64. Not acceptable. Say what you mean; mean what you say.
From: David Rush <xxxxxx@netscape.com>
string-tabluate - ??? I grok it, just can't see the utility
Useful for constructing new strings. Instead of doing an allocate&side-effect
construction, you can *functionally* specify how to construct the string.
From: xxxxxx@informatik.uni-tuebingen.de
The [lower-level] procedures contain veiled references to a condition
system, and even try to pass information to it, which it may or not be able
to use. In their present form, they should go.
So what? SRFI-13 doesn't specify what to do with the information, since
there's no good condition system for doing so. But it makes the information
available for implementation-specific error reporting/condition raising.
This is a good thing, and leaves the door open for making things more
precise later, should a standard condition system ever see the light of day.
I'm punting STRING-DO-EACH. Nobody likes it.
I think that the KMP searching procedures should be generalized to
allow for other algorithms than KMP. But only to algorithms that have
the same properties as KMP, i.e. scanning a stream without
backtracking. This excludes Boyer-Moore, but allows for some recent
algorithms that are said to be faster than KMP[1].

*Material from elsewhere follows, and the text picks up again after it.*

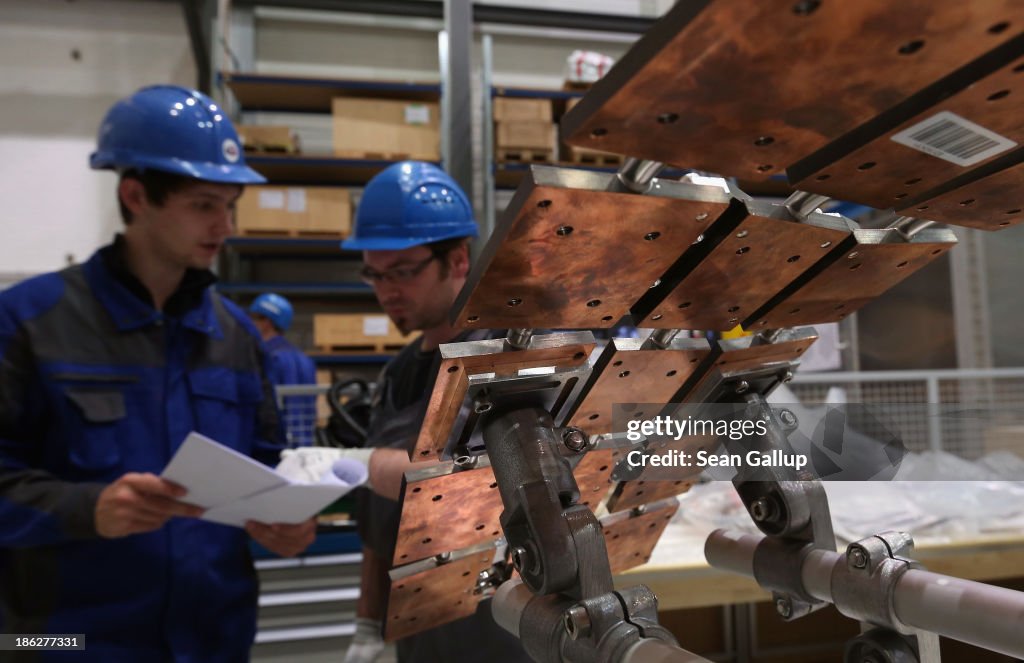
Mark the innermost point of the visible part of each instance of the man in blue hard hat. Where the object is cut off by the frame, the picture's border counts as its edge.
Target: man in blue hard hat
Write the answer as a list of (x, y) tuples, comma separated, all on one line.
[(413, 224), (105, 369), (272, 316)]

The other algorithms I've seen (Sunday's, Boyer-Moore's) require building a
data structure whose size is proportional to the number of codes in the
character encoding: only 128 for ASCII... but, ah, somewhat larger for full
32-bit Unicode. I don't want to export an interface that couldn't be supported
in a Unicode Scheme. So we can export either an algorithm-neutral interface,
or KMP, but really not anything else.